Reestablishment of the heterogeneous distribution of hepatic glutamine synthetase during regeneration after CCl4-intoxication.

Intoxication of rats with CCl4 (1 ml/kg) resulted in the almost complete loss of glutamine synthetase (GS) specific activity and immunologically detectable enzyme protein known to be expressed exclusively in some hepatocytes of the perivenous zone of the liver acinus. During regeneration the specific activity as well as the original number of GS-positive (GS+) hepatocytes were reestablished.
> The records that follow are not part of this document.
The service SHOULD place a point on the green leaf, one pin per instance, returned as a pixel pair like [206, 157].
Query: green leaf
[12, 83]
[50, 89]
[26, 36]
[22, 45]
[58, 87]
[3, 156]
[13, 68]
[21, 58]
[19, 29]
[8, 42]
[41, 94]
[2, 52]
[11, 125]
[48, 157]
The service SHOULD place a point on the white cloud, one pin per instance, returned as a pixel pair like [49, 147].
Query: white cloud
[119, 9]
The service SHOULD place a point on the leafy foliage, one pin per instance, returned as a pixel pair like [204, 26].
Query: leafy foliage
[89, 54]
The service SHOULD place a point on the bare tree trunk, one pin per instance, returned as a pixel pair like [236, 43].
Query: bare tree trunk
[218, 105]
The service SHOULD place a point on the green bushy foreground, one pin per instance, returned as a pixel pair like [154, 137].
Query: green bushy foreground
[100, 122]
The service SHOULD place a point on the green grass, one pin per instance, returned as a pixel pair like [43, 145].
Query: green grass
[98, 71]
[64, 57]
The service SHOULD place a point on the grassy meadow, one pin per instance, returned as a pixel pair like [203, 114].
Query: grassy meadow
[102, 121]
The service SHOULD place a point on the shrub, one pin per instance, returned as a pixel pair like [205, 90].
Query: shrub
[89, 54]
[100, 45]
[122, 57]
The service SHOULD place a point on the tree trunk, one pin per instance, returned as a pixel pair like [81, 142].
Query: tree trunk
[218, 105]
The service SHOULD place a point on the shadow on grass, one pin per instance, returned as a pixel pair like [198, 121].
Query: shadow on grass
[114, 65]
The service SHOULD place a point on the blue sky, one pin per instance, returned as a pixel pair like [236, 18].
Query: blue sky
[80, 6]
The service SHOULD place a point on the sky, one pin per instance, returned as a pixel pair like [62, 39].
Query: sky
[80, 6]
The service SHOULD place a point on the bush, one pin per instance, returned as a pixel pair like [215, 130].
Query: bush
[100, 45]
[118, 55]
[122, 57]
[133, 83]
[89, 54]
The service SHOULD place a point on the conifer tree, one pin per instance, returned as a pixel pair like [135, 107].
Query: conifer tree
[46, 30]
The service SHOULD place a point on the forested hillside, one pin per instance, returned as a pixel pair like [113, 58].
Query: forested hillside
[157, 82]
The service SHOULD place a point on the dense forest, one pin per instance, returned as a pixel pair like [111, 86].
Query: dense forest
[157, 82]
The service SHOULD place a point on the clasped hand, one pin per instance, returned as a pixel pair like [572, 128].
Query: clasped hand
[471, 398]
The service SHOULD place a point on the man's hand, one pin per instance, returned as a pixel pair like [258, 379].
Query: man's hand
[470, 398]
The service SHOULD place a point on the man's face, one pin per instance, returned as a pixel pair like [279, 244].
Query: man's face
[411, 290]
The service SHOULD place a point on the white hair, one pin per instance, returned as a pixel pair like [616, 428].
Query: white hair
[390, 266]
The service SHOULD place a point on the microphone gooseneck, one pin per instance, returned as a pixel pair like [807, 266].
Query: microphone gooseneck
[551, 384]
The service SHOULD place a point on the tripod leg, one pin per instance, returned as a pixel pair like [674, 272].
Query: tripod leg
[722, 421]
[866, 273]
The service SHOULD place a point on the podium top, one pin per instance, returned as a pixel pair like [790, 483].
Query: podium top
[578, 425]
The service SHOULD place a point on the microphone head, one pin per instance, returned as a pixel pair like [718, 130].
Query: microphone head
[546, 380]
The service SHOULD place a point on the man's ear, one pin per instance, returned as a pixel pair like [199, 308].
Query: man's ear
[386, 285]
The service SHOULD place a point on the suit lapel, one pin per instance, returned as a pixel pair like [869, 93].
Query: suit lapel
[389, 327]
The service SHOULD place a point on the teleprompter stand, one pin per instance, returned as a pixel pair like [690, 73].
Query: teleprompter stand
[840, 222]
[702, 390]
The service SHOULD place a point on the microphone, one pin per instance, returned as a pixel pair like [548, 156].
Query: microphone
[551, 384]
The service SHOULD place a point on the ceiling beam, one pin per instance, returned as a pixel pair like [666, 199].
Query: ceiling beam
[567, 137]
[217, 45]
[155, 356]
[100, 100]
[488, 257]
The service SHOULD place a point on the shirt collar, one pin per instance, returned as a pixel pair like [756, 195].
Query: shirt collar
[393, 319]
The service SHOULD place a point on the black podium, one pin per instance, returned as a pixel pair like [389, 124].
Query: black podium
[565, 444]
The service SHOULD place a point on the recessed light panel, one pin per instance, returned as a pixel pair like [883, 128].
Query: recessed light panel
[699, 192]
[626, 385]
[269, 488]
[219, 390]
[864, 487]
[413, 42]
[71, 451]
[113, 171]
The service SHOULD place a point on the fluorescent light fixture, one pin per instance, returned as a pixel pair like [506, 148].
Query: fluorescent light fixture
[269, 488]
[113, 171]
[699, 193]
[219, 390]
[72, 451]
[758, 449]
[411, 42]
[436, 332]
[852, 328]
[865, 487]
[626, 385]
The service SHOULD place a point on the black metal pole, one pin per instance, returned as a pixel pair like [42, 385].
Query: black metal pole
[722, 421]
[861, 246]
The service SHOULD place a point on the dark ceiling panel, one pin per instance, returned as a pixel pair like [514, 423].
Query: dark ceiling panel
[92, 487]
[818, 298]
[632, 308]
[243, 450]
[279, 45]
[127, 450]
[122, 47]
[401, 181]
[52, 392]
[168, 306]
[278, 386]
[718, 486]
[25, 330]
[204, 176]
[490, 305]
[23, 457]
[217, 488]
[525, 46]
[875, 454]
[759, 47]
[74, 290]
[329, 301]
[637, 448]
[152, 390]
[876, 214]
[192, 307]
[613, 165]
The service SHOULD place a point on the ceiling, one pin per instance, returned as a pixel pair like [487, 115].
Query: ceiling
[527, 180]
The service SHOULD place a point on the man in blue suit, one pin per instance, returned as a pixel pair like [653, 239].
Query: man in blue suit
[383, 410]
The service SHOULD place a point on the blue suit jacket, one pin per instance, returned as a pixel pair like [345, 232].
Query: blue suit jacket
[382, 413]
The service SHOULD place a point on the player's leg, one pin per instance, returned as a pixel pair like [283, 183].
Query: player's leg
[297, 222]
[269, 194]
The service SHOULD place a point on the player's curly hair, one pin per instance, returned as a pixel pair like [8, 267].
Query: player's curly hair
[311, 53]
However, while the GS+ hepatocytes in control livers were arranged in up to 3 cell layers surrounding the central veins the same number of GS+ hepatocytes in regenerated livers formed a single cell layer only, most likely because the central veins were enlarged in diameter. Investigation of the nuclear pattern of GS+ and GS- hepatocytes of control animals in primary cultures revealed striking differences characterized by significantly more mononuclear diploid, binuclear diploid, and binuclear tetraploid cells among the GS+ hepatocytes and predominantly mononuclear tetraploid cells (70%) among the GS- hepatocytes. Immediately after liver damage by CCl4 and during regeneration small but significant changes in the nuclear pattern were noted for GS- hepatocytes. However, the first GS+ cells appearing during early regeneration showed a pattern of ploidy classes close to the original one found for GS- hepatocytes. These results indicate that new GS+ hepatocytes may be derived from formerly GS- cells which are induced to express GS if they have reached the border of the central veins.